Consider the following scenario: A father wishes to transfer $1,000,000 to his son. If the father hands the son the amount in cash, the father will have to pay gift tax on the full amount, as that is the fair market value of the property given. One million dollars is worth exactly one million dollars. Consider this second scenario: The father creates a FLP with himself the General Partner holding a 50% interest and also holds the Limited Partner interest of 50%. He contributes the $1,000,000 in cash, and then gives his son the 50% Limited Partner interest. The fair market value is not 50% of the $1,000,000 although at first it might seem this is the case. A hypothetical willing buyer of the 50% LP interest would not be willing to pay $500,000. This is due to the lack of control and lack of marketability. Someone getting $500,000 cash can do with it as they please. Someone with a partnership interest worth $500,000, but that can't be collected until the GP declares a distribution (which may be many years away) is not as desirable, and a hypothetical and savvy buyer would factor this into their calculation of what they are willing to pay. Similarly, this asset cannot be sold or converted, and as a result, is less desirable than an equivalent amount of cash or marketable assets.
If an appraisal firm is engaged and values the 50% LP interest at $400,000, reflecting appropriate discounts for lack of control and lack of marketability in compliance with IRS regulations, the grantor (the father) has only to pay gift tax on $400,000, saving his marginal tax rate times $100,000 ($500,000 cash value minus $400,000 fair market value). This savings would be reduced by any expenses incurred to establish the FLP (attorney and accountant fees) and also by the expenses incurred to hire a qualified appraiser to determine appropriate discounts for lack of control and lack of marketability.
It is important to note that while FLPs are completely legal, deliberately engaging in any practice the IRS deems to be specifically undertaken to evade paying taxes is illegal. Determination of the fair market value must be performed by a qualified appraiser, typically defined as someone certified to perform such work (either by the American Society of Appraisers, the Chartered Financial Analyst Institute, or another similar organization), someone who routinely performs this type of work as a normal course of business, and in compliance with federal and state laws, as well as generally accepted appraisal standards and the Uniform Standards of the Professional Appraisal Practice (USPAP).
FLPs should be formed as long-term family investment asset vehicles. In addition to investing in marketable securities, the GP can purchase alternative investments, such as hedge fund and private equity interests. Another "alternative investment" would be an interest in a closely held business created by one of the LPs. In this way, the FLP can serve as a vehicle for encouraging family entrepreneurship. An LP (e.g. a son or daughter of the founder) could submit a business plan and request seed capital or a loan for a new venture.
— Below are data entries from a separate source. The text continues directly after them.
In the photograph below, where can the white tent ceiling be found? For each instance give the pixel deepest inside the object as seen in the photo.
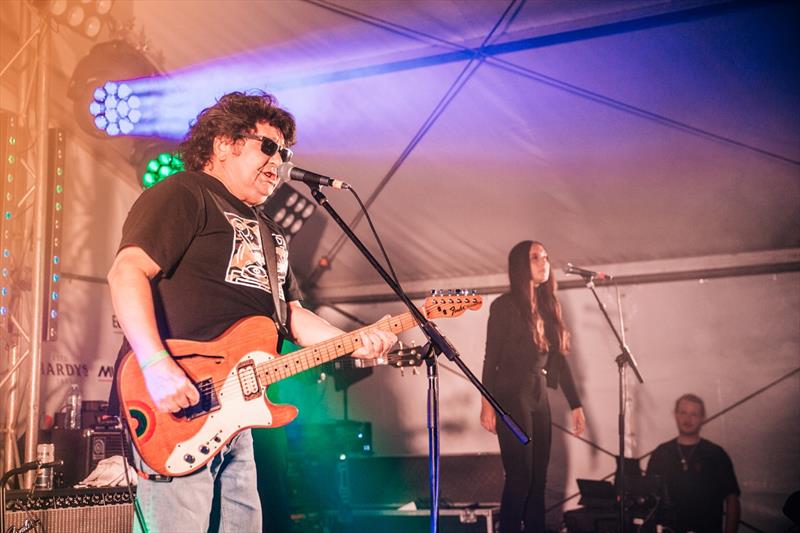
(614, 132)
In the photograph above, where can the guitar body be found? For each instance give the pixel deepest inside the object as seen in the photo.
(176, 444)
(232, 373)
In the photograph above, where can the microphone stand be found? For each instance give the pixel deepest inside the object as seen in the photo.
(439, 344)
(623, 359)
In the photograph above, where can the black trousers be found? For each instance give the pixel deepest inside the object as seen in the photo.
(522, 505)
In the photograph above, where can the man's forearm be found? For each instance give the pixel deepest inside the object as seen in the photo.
(132, 299)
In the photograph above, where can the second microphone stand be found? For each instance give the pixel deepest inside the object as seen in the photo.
(625, 358)
(439, 344)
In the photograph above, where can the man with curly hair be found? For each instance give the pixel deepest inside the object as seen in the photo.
(190, 264)
(697, 474)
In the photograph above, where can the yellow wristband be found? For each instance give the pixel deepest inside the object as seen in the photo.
(155, 358)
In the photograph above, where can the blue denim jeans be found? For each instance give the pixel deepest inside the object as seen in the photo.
(184, 504)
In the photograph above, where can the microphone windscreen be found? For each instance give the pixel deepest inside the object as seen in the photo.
(285, 172)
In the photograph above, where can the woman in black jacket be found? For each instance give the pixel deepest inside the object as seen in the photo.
(526, 347)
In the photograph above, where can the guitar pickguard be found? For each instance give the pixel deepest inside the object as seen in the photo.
(241, 407)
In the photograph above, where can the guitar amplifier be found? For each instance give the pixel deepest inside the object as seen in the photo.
(71, 510)
(81, 450)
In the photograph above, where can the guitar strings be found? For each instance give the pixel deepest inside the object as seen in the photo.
(326, 349)
(405, 320)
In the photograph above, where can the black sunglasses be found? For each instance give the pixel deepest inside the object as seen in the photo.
(270, 147)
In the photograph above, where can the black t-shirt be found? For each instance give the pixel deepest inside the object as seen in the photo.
(208, 246)
(697, 492)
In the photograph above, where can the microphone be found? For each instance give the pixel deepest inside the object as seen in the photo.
(287, 171)
(591, 274)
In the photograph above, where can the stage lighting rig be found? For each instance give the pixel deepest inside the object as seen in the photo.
(103, 106)
(155, 161)
(85, 17)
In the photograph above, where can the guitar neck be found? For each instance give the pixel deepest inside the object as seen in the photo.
(324, 352)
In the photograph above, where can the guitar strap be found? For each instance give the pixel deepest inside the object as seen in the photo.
(271, 260)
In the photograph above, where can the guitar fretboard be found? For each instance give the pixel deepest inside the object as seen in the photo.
(324, 352)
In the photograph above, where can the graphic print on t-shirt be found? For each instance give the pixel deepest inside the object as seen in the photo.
(247, 265)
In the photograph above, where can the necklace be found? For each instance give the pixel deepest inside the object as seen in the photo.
(685, 459)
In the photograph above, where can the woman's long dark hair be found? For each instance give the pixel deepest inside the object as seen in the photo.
(542, 309)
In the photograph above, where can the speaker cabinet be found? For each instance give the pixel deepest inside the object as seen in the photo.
(71, 510)
(81, 450)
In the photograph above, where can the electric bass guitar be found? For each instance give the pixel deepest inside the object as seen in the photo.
(232, 374)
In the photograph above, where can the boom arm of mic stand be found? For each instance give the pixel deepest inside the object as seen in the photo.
(626, 356)
(439, 342)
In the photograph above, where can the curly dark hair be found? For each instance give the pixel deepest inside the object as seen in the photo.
(542, 310)
(233, 114)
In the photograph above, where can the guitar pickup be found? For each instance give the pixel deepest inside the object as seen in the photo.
(208, 401)
(248, 379)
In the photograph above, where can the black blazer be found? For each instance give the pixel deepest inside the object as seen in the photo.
(512, 367)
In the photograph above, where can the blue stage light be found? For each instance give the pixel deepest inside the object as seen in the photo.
(115, 108)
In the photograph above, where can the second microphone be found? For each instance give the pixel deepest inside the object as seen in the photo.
(287, 171)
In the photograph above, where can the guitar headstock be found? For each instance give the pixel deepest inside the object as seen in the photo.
(451, 303)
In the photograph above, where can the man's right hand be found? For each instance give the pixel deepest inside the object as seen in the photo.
(488, 418)
(169, 386)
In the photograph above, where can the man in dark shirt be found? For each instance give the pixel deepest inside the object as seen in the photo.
(698, 475)
(193, 261)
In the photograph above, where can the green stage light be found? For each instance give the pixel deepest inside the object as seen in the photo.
(161, 167)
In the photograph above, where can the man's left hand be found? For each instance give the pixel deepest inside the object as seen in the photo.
(375, 343)
(578, 421)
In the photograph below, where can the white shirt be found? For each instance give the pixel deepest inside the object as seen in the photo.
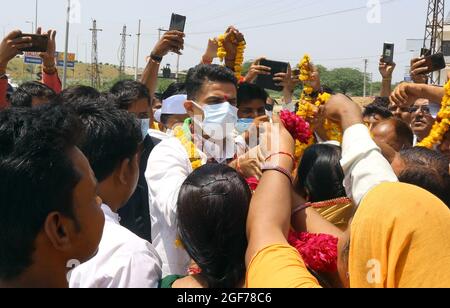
(364, 165)
(168, 167)
(157, 134)
(124, 260)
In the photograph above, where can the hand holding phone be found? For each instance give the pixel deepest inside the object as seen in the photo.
(177, 23)
(388, 53)
(39, 42)
(267, 81)
(434, 63)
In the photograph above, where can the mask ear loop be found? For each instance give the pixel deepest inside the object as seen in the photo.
(208, 184)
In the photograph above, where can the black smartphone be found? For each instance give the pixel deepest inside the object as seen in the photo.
(424, 52)
(388, 53)
(435, 63)
(177, 23)
(266, 81)
(39, 42)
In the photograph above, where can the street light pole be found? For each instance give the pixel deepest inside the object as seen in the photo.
(66, 49)
(35, 18)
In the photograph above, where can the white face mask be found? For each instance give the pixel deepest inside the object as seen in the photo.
(145, 126)
(219, 120)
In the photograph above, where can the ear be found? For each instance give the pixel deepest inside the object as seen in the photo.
(189, 106)
(124, 171)
(59, 229)
(192, 109)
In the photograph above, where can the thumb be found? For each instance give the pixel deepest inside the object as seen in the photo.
(13, 35)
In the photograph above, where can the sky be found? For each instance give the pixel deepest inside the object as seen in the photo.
(336, 33)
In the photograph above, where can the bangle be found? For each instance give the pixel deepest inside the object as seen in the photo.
(156, 58)
(238, 166)
(280, 170)
(49, 70)
(207, 60)
(282, 153)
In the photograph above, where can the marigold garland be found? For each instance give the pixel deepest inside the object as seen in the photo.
(194, 157)
(222, 53)
(305, 76)
(442, 124)
(306, 108)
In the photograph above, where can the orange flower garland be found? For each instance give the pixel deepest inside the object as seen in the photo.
(194, 157)
(442, 124)
(222, 53)
(305, 76)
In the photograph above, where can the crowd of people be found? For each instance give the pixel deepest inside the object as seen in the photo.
(207, 186)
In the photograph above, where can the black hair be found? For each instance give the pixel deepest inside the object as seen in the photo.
(212, 211)
(320, 174)
(404, 133)
(379, 106)
(176, 88)
(198, 75)
(23, 96)
(37, 177)
(248, 92)
(76, 93)
(106, 127)
(128, 92)
(427, 169)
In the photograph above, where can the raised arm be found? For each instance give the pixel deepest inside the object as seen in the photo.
(10, 47)
(171, 41)
(386, 71)
(49, 71)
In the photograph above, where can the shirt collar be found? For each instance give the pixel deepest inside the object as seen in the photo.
(110, 215)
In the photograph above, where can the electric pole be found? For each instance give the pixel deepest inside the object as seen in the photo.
(365, 77)
(123, 52)
(136, 73)
(95, 73)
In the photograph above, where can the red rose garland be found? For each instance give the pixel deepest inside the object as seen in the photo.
(319, 251)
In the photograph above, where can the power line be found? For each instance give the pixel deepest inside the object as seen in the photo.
(299, 19)
(123, 51)
(95, 72)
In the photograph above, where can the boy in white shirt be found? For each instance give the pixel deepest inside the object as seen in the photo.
(111, 143)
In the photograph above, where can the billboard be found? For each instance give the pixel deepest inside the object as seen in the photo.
(33, 58)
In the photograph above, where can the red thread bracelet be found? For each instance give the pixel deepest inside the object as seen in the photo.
(280, 170)
(282, 153)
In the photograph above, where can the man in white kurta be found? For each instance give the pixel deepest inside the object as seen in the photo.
(124, 260)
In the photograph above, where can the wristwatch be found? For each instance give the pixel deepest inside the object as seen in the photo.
(156, 58)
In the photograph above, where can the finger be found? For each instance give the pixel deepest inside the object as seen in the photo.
(262, 68)
(22, 46)
(420, 71)
(21, 40)
(13, 35)
(418, 63)
(281, 75)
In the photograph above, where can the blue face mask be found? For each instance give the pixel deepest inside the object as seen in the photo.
(243, 125)
(145, 126)
(219, 120)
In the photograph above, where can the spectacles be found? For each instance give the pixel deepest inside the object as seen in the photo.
(424, 109)
(401, 109)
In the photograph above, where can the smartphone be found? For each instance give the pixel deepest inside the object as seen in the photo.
(177, 23)
(424, 52)
(388, 53)
(435, 62)
(39, 42)
(266, 81)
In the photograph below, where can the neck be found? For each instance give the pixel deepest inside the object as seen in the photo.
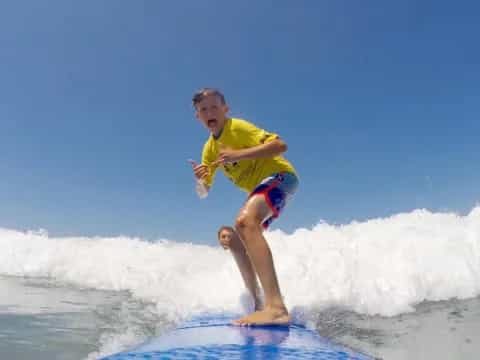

An FLP can also be formed as a family limited liability company (FLLC), which offers legal advantages over an LP. While the GP of an FLP is personally liable for all debts and obligations of the FLP, no "member" (instead of "partner") of a FLLC is personally liable. Furthermore, in an FLLC, there are no restrictions on members participating in management, unlike the restrictions on LPs. A FLLC is often managed by a group of "managing members" or one or more "managers".
Because an FLP or FLLC is a real business entity, it should be treated as one. Meetings should be held on a regular basis to review the conduct of the entity's investment business. The entity must make any distributions proportionately to all partners or members. It should never be used as the personal bank account of the founder.